Magic.dev is a frontier-AI lab building large code models with one distinguishing bet: extreme context length. Their flagship LTM-2 (Long-Term Memory) model architecture is engineered for 100-million-token context windows — orders of magnitude beyond Cursor's default Sonnet / GPT-4 setup, and a different design philosophy from Cognition's Devin (which leans on agentic planning loops rather than raw context). The thesis: most "AI software engineer" failures are recall failures. The model writes plausible code that conflicts with a function defined in another file it never saw. By feeding the entire repository — sometimes multiple repositories plus dependency source — into one prompt, Magic argues you eliminate the retrieval-and-stitching step that breaks today's coding agents on real codebases. LTM-2 is paired with custom inference hardware (the team operates thousands of NVIDIA GB200s) to make 100M-token inference economically viable. Magic.dev positions against Cursor (IDE-centric, RAG-backed), Cognition Devin (autonomous-agent-first), and Sourcegraph Cody (graph-indexed retrieval). Magic is the long-context bet — neither IDE nor agent-loop, but a model whose differentiator is what it can hold in working memory at once. The product is not yet broadly self-serve: access is via design partnerships and waitlist, with the company having raised over $515M from Nat Friedman, Daniel Gross, CapitalG, and Sequoia.
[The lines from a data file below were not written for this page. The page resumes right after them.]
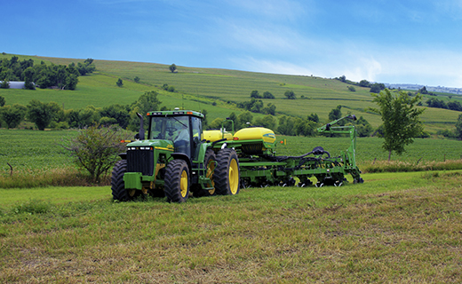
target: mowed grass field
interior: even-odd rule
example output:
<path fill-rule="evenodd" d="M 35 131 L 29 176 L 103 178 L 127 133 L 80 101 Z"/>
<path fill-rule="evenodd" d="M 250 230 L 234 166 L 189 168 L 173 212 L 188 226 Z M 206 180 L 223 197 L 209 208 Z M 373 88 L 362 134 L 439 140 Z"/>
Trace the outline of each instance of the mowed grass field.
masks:
<path fill-rule="evenodd" d="M 11 58 L 10 55 L 0 57 Z M 23 58 L 20 57 L 21 60 Z M 76 59 L 37 58 L 48 63 Z M 83 59 L 82 59 L 83 61 Z M 235 70 L 95 60 L 98 71 L 80 77 L 75 91 L 0 90 L 7 104 L 32 99 L 66 109 L 130 104 L 146 91 L 163 106 L 207 109 L 209 121 L 239 114 L 234 102 L 252 90 L 271 91 L 277 111 L 327 120 L 331 108 L 379 117 L 368 89 L 339 81 Z M 132 79 L 139 76 L 140 83 Z M 123 79 L 124 86 L 116 86 Z M 179 92 L 160 91 L 163 83 Z M 307 99 L 283 99 L 292 90 Z M 457 96 L 454 96 L 457 97 Z M 459 99 L 459 98 L 455 98 Z M 215 102 L 216 106 L 211 104 Z M 426 129 L 450 129 L 458 113 L 427 109 Z M 72 167 L 61 139 L 76 130 L 0 130 L 0 179 L 45 176 Z M 321 146 L 331 155 L 346 138 L 277 136 L 281 155 Z M 382 139 L 358 138 L 360 169 L 386 160 Z M 462 158 L 460 141 L 416 139 L 402 156 L 413 165 Z M 109 186 L 0 188 L 2 283 L 460 283 L 462 282 L 462 170 L 364 173 L 364 184 L 341 187 L 245 188 L 235 196 L 163 198 L 114 202 Z"/>
<path fill-rule="evenodd" d="M 24 190 L 41 195 L 0 200 L 0 282 L 460 283 L 461 177 L 367 174 L 184 204 L 113 202 L 108 186 Z"/>
<path fill-rule="evenodd" d="M 0 58 L 11 58 L 1 55 Z M 20 60 L 32 58 L 36 64 L 44 60 L 53 64 L 69 64 L 83 61 L 76 59 L 59 59 L 44 57 L 20 56 Z M 356 91 L 347 90 L 349 84 L 330 78 L 315 75 L 284 75 L 243 72 L 216 68 L 195 68 L 178 66 L 177 74 L 171 73 L 167 65 L 143 62 L 94 60 L 97 71 L 87 76 L 79 77 L 77 90 L 63 91 L 60 90 L 37 90 L 24 91 L 0 90 L 0 95 L 6 99 L 7 104 L 20 103 L 27 105 L 30 99 L 55 101 L 65 108 L 83 108 L 88 105 L 102 107 L 112 104 L 131 104 L 144 91 L 157 91 L 163 106 L 168 107 L 184 106 L 194 110 L 206 109 L 211 122 L 223 118 L 231 112 L 237 114 L 241 110 L 235 103 L 250 100 L 251 91 L 260 94 L 270 91 L 275 99 L 263 99 L 276 106 L 280 114 L 291 114 L 306 118 L 308 114 L 317 114 L 323 122 L 327 122 L 328 114 L 337 106 L 343 106 L 342 113 L 364 116 L 374 127 L 381 123 L 380 117 L 371 114 L 368 107 L 376 106 L 372 102 L 369 88 L 354 86 Z M 140 83 L 135 83 L 134 77 Z M 123 87 L 116 86 L 118 78 L 123 80 Z M 159 88 L 167 83 L 174 86 L 178 92 L 171 93 Z M 286 91 L 293 91 L 299 99 L 284 99 Z M 301 99 L 301 97 L 305 99 Z M 447 96 L 437 97 L 447 100 Z M 462 97 L 453 95 L 452 100 L 462 102 Z M 212 106 L 216 103 L 216 106 Z M 435 133 L 438 130 L 454 128 L 459 113 L 427 108 L 422 114 L 426 130 Z M 259 114 L 254 114 L 258 116 Z"/>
For teams evaluating frontier coding AI in 2026, Magic.dev is the option you watch rather than the one you deploy this quarter. If LTM-2 generalises well, it changes the architecture of every coding assistant; if it does not, it's a $500M lesson in why retrieval beat brute-force context.
No public self-serve access — design-partner / waitlist only as of 2026-Q1. Pricing not published. Long-context inference economics are still being proved at production scale; latency and cost per call on full-repo prompts remain open questions. Language coverage information is limited; assume Python / TypeScript / Go are best supported. No on-prem option disclosed.